The situation I describe above is one where many, many organisations and individuals are publishing data in a consistent form and that is likely to happen over the next few years for common data like business addresses and phone numbers, but much less likely for less mainstream data. The situation with addresses is one where it is clear there is a reason to publish your individual data other than to be part of the whole, in more contrived cases where the only reason to publish is to contribute to a larger aggregate the notion of fair-use for a small amount of the data may not stand up. That is, over the longer term, address data will not be crowd-sourced – people deliberately creating a dataset – but web-sourced – the data will be on the web anyway.

We can see from this small example that the kinds of data that may be vulnerable to distributed publishing in this way are wide-ranging. The Dewey Decimal Classification scheme used by libraries, Telephone directories (with lookups in both directions), Gracenote’s music database, Legal case numbering schemes, could all be published this way. The problem, of course, is that the data has to be distributed sufficiently that no individual host can be seen as infringing. For common data this will happen naturally, but the co-ordination overhead for a group trying to do this pro-actively would be significant; though that might be solved easily by someone else thinking about how to do this.

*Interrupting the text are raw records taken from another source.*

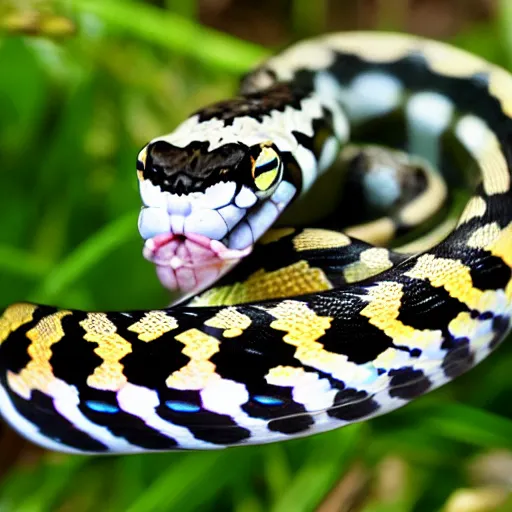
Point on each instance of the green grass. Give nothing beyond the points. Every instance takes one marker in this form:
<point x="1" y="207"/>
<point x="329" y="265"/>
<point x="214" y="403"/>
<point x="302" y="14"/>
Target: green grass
<point x="73" y="114"/>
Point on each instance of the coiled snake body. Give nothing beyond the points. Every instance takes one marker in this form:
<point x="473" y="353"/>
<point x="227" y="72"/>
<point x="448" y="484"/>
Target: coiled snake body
<point x="328" y="352"/>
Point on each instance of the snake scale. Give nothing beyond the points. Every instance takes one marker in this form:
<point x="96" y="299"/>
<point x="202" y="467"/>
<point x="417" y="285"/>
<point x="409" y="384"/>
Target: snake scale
<point x="260" y="369"/>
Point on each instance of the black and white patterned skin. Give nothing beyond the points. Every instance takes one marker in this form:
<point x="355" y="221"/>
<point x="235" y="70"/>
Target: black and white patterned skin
<point x="327" y="353"/>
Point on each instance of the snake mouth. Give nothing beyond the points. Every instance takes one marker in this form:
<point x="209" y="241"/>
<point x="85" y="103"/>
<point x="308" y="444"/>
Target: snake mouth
<point x="190" y="262"/>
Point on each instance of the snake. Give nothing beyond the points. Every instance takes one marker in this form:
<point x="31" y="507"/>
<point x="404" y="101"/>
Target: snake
<point x="323" y="328"/>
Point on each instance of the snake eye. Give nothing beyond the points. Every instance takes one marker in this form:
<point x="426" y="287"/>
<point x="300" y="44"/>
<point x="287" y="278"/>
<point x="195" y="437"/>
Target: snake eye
<point x="267" y="169"/>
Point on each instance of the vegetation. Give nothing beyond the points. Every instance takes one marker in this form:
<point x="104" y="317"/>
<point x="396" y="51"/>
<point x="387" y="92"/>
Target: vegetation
<point x="83" y="85"/>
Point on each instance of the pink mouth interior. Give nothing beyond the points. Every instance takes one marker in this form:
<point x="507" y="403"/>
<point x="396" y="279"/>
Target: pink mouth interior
<point x="191" y="262"/>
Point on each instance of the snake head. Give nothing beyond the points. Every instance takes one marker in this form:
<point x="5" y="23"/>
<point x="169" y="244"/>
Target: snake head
<point x="205" y="208"/>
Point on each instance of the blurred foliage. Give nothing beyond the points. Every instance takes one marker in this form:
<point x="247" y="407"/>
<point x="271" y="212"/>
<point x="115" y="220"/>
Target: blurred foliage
<point x="83" y="85"/>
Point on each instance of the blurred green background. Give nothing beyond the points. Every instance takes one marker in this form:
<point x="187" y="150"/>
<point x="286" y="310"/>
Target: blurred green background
<point x="83" y="85"/>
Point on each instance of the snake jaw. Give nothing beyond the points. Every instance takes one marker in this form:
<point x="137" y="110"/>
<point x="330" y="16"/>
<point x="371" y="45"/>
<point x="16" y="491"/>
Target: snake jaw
<point x="192" y="262"/>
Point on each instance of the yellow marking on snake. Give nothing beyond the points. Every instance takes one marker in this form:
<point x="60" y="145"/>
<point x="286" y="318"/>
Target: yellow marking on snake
<point x="314" y="239"/>
<point x="38" y="374"/>
<point x="383" y="310"/>
<point x="199" y="371"/>
<point x="496" y="176"/>
<point x="500" y="86"/>
<point x="371" y="262"/>
<point x="14" y="317"/>
<point x="231" y="320"/>
<point x="153" y="325"/>
<point x="296" y="279"/>
<point x="452" y="275"/>
<point x="303" y="327"/>
<point x="480" y="332"/>
<point x="502" y="248"/>
<point x="111" y="348"/>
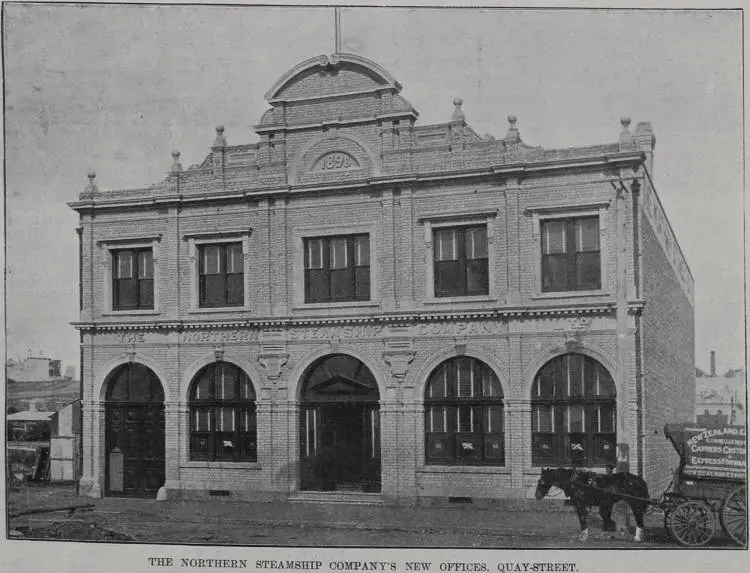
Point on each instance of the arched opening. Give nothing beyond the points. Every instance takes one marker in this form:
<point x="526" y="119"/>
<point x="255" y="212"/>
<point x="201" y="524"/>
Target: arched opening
<point x="134" y="432"/>
<point x="222" y="415"/>
<point x="339" y="426"/>
<point x="464" y="414"/>
<point x="573" y="413"/>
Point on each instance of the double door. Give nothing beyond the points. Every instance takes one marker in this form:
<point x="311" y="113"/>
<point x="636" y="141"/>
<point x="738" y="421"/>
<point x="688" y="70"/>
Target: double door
<point x="340" y="447"/>
<point x="135" y="456"/>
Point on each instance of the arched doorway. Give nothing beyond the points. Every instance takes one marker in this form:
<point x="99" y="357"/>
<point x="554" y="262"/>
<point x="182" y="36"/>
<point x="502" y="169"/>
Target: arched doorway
<point x="573" y="413"/>
<point x="339" y="426"/>
<point x="134" y="432"/>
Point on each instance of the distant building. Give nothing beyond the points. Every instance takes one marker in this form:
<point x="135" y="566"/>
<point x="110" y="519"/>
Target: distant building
<point x="33" y="369"/>
<point x="721" y="400"/>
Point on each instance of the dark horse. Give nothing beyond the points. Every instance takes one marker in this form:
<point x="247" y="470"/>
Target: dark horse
<point x="586" y="489"/>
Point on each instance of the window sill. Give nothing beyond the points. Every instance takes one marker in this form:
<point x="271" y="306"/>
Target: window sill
<point x="221" y="465"/>
<point x="460" y="299"/>
<point x="145" y="312"/>
<point x="571" y="294"/>
<point x="329" y="305"/>
<point x="463" y="469"/>
<point x="218" y="309"/>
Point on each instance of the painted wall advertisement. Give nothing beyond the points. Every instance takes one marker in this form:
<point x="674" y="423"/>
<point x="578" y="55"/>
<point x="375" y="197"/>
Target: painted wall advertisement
<point x="715" y="452"/>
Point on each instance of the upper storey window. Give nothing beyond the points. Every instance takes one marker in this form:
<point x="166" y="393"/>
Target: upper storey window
<point x="337" y="268"/>
<point x="133" y="279"/>
<point x="461" y="262"/>
<point x="221" y="275"/>
<point x="571" y="254"/>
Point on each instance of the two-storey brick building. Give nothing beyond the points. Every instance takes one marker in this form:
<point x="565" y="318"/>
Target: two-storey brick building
<point x="360" y="304"/>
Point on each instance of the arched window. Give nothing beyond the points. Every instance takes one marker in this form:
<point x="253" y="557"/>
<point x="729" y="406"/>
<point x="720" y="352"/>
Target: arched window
<point x="222" y="415"/>
<point x="464" y="418"/>
<point x="573" y="413"/>
<point x="134" y="383"/>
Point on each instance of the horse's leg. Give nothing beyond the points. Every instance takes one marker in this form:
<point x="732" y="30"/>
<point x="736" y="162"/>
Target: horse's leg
<point x="638" y="510"/>
<point x="605" y="511"/>
<point x="582" y="512"/>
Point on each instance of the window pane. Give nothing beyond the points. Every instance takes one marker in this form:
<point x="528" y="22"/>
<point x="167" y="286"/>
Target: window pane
<point x="362" y="250"/>
<point x="477" y="277"/>
<point x="213" y="290"/>
<point x="226" y="378"/>
<point x="145" y="265"/>
<point x="553" y="237"/>
<point x="446" y="248"/>
<point x="338" y="253"/>
<point x="211" y="260"/>
<point x="463" y="378"/>
<point x="235" y="263"/>
<point x="476" y="242"/>
<point x="123" y="264"/>
<point x="554" y="273"/>
<point x="587" y="234"/>
<point x="314" y="258"/>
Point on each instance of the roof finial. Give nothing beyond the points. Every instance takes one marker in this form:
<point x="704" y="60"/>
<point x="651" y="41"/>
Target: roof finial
<point x="220" y="141"/>
<point x="626" y="138"/>
<point x="512" y="132"/>
<point x="91" y="189"/>
<point x="458" y="113"/>
<point x="176" y="165"/>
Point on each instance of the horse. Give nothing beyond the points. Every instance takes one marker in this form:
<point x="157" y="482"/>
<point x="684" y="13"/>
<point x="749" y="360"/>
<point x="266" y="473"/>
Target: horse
<point x="586" y="489"/>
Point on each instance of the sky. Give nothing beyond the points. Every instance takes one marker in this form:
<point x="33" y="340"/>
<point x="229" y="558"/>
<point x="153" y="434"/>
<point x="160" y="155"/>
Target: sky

As I see it a small group of unfunded individuals would have difficulty achieving the level of distribution necessary to be defensible. Though could 1% of a database be considered infringing? Could/Would 100 people use their existing domains to publish 1% of the PAF each? Would 200 join in for ½% each? Then, of course, there are the usual problems of trust, timeliness and accuracy associated with non-authoritative publication.

These problems not withstanding, Linked Data has the potential to provide a global database at web-scale. Ways of querying that web of data will be invented, what I sketch out above is just one very basic approach. The change the web of data brings has huge implications for data owners and intellectual property rights in data.

Government Data, Openness and Making Money

Friday, November 20th, 2009 | Internet Social Impact, Open Data, Semantic Web | 2 Comments

Over on the UK Government Data Developers group there’s been a great discussion about openness, innovation and how Government makes money from its data; and of course if it should make money. I can’t link to the discussion as the group is closed – sign up, it’s a great group.

Philosophically there’s always the stance that Government data has already been paid for by the public through general taxation.

Tim Berners-Lee even says so in his guest piece for Times Online.

This is data that has already been collected and paid for by the taxpayer, and the internet allows it to be distributed much more cheaply than before. Governments can unlock its value by simply letting people use it.

While that’s true, the role of Government is to maximise the return we get on our taxes so if more money can be made from the assets we have then surely we should.

This is where discussion breaks of into various arguments as to where on the spectrum licensing of Government data should sit, and how open to re-use it should be.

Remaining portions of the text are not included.